In the late-twentieth century, Oregon timber country erupted in protest. Radical environmentalists spiked trees, destroyed logging roads, and sabotaged logging equipment in an effort to stop logging operations. Lawyers working for environmental organizations filed lawsuits and injunctions to stop timber sales. Oregon’s timber-working communities organized their own counter protests, regularly picketing the offices of the Department of Natural Resources in Salem and using logging trucks to blockade the entrances to their towns. The journalists who covered this story largely characterized it as a conflict about the Spotted Owl, and indeed, the owl was a focal point of conflict. But the Woods Wars, as the conflict came to be known, was about more than just an owl. It was about the state of the rural economy, Oregon’s growing urban-rural divide, and environmental politics and policy.
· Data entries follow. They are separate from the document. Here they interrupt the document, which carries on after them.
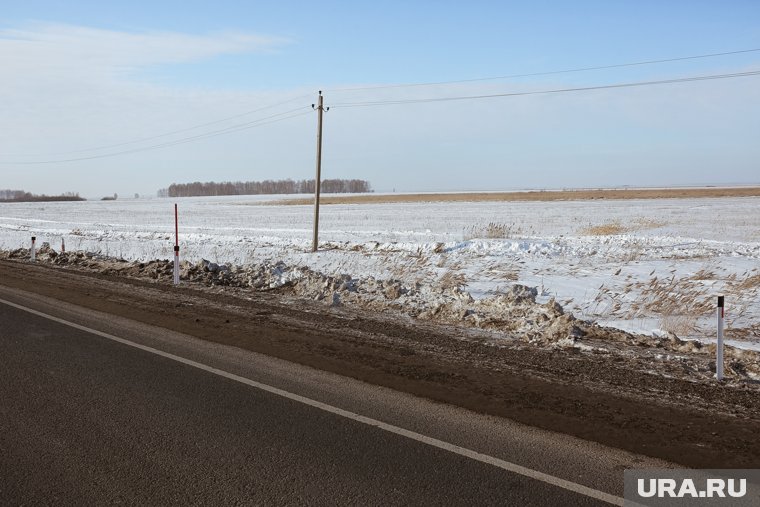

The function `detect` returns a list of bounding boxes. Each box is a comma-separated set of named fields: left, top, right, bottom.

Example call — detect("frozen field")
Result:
left=0, top=196, right=760, bottom=348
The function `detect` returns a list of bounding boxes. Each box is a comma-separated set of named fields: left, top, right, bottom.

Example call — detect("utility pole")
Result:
left=311, top=90, right=330, bottom=252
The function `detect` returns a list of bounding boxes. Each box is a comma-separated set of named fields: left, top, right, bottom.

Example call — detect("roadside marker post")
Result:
left=715, top=296, right=725, bottom=380
left=174, top=203, right=179, bottom=285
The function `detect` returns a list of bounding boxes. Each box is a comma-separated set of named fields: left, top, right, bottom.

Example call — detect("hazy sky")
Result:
left=0, top=0, right=760, bottom=197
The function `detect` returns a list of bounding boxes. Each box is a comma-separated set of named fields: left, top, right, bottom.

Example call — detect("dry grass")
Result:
left=581, top=220, right=628, bottom=236
left=660, top=314, right=697, bottom=336
left=261, top=187, right=760, bottom=206
left=463, top=222, right=521, bottom=240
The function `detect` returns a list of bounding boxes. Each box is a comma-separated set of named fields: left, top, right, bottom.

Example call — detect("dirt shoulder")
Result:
left=259, top=187, right=760, bottom=205
left=0, top=260, right=760, bottom=468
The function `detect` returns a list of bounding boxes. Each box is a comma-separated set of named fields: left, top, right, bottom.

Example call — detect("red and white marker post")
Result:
left=174, top=203, right=179, bottom=285
left=715, top=296, right=725, bottom=380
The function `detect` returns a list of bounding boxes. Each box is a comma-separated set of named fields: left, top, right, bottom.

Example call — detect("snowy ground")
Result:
left=0, top=196, right=760, bottom=350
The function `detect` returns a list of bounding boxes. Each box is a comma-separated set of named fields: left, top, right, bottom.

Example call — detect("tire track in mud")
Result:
left=0, top=261, right=760, bottom=468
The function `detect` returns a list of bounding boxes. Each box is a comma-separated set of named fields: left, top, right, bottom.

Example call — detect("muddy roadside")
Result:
left=0, top=260, right=760, bottom=468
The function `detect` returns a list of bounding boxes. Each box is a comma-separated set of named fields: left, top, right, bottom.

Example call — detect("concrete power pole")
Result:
left=311, top=91, right=330, bottom=252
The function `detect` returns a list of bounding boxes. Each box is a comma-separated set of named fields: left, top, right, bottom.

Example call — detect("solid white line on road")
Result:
left=0, top=299, right=623, bottom=505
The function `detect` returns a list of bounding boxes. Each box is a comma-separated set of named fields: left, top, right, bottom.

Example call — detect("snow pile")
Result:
left=5, top=243, right=760, bottom=380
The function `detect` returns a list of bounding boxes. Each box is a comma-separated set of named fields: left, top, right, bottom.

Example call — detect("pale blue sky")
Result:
left=0, top=0, right=760, bottom=197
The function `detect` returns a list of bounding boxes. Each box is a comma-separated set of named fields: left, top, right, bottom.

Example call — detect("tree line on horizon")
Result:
left=158, top=179, right=372, bottom=197
left=0, top=189, right=85, bottom=202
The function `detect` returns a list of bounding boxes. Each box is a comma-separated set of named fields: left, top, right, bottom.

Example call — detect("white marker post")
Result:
left=715, top=296, right=725, bottom=380
left=174, top=203, right=179, bottom=285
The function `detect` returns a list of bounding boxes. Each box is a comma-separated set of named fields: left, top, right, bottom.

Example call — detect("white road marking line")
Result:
left=0, top=299, right=623, bottom=505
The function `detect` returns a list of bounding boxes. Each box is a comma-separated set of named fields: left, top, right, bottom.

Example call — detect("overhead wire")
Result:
left=327, top=48, right=760, bottom=92
left=330, top=70, right=760, bottom=109
left=0, top=106, right=312, bottom=165
left=1, top=90, right=311, bottom=157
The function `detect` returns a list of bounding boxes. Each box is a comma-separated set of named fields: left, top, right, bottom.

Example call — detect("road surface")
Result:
left=0, top=291, right=662, bottom=505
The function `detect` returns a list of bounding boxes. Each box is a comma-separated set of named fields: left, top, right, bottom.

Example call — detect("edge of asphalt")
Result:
left=0, top=285, right=678, bottom=503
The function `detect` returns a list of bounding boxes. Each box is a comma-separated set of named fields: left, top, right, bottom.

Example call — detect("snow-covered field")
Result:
left=0, top=196, right=760, bottom=349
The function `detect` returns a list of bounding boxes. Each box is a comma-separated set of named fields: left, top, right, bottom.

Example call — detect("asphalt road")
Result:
left=0, top=296, right=622, bottom=505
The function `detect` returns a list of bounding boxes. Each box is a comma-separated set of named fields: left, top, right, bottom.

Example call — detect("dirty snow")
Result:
left=0, top=192, right=760, bottom=350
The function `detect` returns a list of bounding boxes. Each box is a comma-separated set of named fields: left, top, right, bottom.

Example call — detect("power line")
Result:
left=328, top=48, right=760, bottom=92
left=331, top=70, right=760, bottom=108
left=0, top=106, right=311, bottom=165
left=2, top=90, right=311, bottom=157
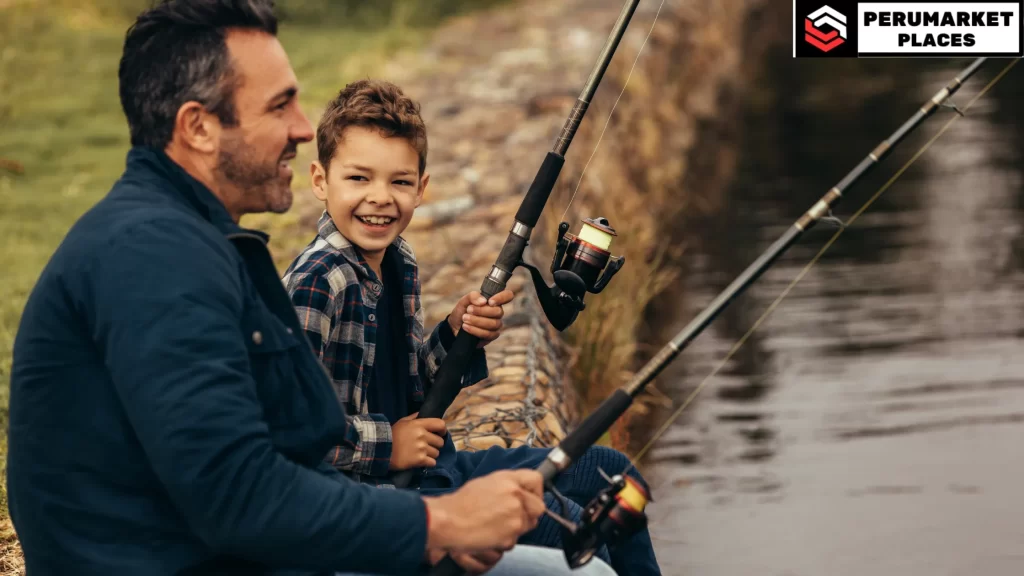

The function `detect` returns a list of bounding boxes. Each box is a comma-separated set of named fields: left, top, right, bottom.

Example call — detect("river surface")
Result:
left=645, top=54, right=1024, bottom=576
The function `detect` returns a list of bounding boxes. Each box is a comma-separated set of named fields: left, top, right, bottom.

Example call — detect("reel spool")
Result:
left=520, top=217, right=626, bottom=331
left=557, top=476, right=650, bottom=569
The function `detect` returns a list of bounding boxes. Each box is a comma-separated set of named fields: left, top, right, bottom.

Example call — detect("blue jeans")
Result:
left=420, top=437, right=662, bottom=576
left=335, top=544, right=615, bottom=576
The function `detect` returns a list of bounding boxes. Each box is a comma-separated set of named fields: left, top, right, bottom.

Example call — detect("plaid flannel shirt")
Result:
left=283, top=211, right=487, bottom=486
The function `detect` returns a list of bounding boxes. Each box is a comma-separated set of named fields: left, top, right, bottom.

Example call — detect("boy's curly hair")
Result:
left=316, top=79, right=427, bottom=176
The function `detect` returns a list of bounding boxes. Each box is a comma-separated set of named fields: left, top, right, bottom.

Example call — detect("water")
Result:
left=647, top=59, right=1024, bottom=576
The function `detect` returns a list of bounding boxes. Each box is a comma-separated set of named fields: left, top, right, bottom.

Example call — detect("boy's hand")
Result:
left=449, top=289, right=514, bottom=347
left=388, top=412, right=447, bottom=470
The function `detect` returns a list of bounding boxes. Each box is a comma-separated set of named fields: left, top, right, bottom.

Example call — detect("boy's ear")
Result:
left=416, top=172, right=430, bottom=208
left=309, top=160, right=327, bottom=202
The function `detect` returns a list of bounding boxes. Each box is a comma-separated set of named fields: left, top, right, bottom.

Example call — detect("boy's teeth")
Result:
left=359, top=216, right=394, bottom=224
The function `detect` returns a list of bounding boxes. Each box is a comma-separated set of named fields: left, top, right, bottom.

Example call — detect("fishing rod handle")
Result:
left=430, top=556, right=466, bottom=576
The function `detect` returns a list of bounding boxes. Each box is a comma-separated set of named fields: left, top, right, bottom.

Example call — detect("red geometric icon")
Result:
left=804, top=6, right=846, bottom=52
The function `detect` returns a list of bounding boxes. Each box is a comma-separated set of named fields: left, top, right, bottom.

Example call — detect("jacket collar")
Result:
left=125, top=147, right=270, bottom=243
left=316, top=210, right=416, bottom=280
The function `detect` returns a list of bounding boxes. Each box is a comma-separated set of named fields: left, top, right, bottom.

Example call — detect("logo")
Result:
left=804, top=5, right=847, bottom=52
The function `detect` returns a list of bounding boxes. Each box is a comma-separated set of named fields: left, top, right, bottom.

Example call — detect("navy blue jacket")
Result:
left=7, top=149, right=427, bottom=576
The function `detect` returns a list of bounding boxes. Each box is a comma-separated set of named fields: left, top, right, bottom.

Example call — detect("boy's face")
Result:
left=310, top=126, right=430, bottom=260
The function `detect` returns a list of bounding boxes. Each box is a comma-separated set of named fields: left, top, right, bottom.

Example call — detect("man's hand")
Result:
left=424, top=469, right=545, bottom=552
left=427, top=548, right=505, bottom=576
left=449, top=289, right=515, bottom=347
left=388, top=412, right=447, bottom=470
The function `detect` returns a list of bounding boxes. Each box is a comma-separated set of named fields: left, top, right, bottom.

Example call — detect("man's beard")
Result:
left=216, top=132, right=295, bottom=214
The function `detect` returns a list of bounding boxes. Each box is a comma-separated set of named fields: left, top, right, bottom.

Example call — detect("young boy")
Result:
left=284, top=80, right=659, bottom=574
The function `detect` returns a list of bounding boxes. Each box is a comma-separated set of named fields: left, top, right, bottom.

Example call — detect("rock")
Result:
left=480, top=383, right=526, bottom=403
left=502, top=354, right=526, bottom=368
left=502, top=421, right=529, bottom=437
left=490, top=366, right=526, bottom=380
left=466, top=436, right=508, bottom=450
left=541, top=412, right=565, bottom=439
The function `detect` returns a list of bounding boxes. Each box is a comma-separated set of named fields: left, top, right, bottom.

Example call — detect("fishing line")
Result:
left=622, top=58, right=1020, bottom=476
left=558, top=0, right=665, bottom=220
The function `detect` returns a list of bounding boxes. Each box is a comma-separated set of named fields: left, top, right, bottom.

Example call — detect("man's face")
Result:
left=215, top=30, right=313, bottom=218
left=311, top=126, right=430, bottom=259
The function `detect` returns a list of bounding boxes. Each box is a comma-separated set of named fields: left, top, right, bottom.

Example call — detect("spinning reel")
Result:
left=548, top=470, right=650, bottom=569
left=519, top=217, right=626, bottom=331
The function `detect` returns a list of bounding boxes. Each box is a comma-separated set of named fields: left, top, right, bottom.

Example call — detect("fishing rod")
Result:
left=430, top=53, right=1016, bottom=576
left=392, top=0, right=640, bottom=488
left=503, top=57, right=999, bottom=576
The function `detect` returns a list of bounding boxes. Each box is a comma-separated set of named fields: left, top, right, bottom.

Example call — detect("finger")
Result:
left=452, top=552, right=490, bottom=574
left=466, top=290, right=487, bottom=306
left=462, top=324, right=500, bottom=343
left=423, top=434, right=444, bottom=448
left=462, top=314, right=502, bottom=332
left=427, top=548, right=447, bottom=566
left=420, top=418, right=447, bottom=435
left=463, top=306, right=505, bottom=320
left=473, top=550, right=505, bottom=566
left=509, top=468, right=544, bottom=496
left=487, top=288, right=515, bottom=306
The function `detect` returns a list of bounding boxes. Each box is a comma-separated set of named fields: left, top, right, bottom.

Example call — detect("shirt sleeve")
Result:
left=288, top=273, right=392, bottom=477
left=85, top=218, right=427, bottom=573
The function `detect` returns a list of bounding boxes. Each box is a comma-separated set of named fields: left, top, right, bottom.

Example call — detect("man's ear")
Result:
left=309, top=160, right=327, bottom=202
left=416, top=172, right=430, bottom=208
left=174, top=101, right=221, bottom=154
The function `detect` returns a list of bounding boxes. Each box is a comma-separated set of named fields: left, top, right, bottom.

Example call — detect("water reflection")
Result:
left=649, top=59, right=1024, bottom=576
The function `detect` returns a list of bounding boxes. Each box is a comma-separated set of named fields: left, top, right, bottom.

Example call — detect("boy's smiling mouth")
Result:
left=355, top=215, right=398, bottom=228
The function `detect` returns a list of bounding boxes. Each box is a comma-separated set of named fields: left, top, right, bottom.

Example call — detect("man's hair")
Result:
left=316, top=80, right=427, bottom=176
left=118, top=0, right=278, bottom=149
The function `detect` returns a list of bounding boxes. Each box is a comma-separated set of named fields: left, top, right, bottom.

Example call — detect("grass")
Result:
left=0, top=0, right=509, bottom=574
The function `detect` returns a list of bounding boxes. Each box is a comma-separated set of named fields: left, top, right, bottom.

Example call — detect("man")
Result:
left=8, top=0, right=608, bottom=576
In this talk, Steven Beda examines the intertwined histories of work, politics, and environmentalism in rural Oregon to show how the Spotted Owl became a proxy for larger debates over the future of Oregon Timber Country. How did the environmentalists working to protect the forests propose to deal with job losses and the declining timber economy? Were timber workers and rural working-class communities indifferent to the toll that industrial logging had taken on the forest? Are workers and environmentalists simply destined to be locked in perpetual conflict? These questions are just as pertinent today as when they were first raised in the 1970s and 1980s, and in answering these questions, Dr. Beda proposes new ways of thinking about work, nature, and the rural economy that may help us avoid the vitriol of the Woods Wars in the future.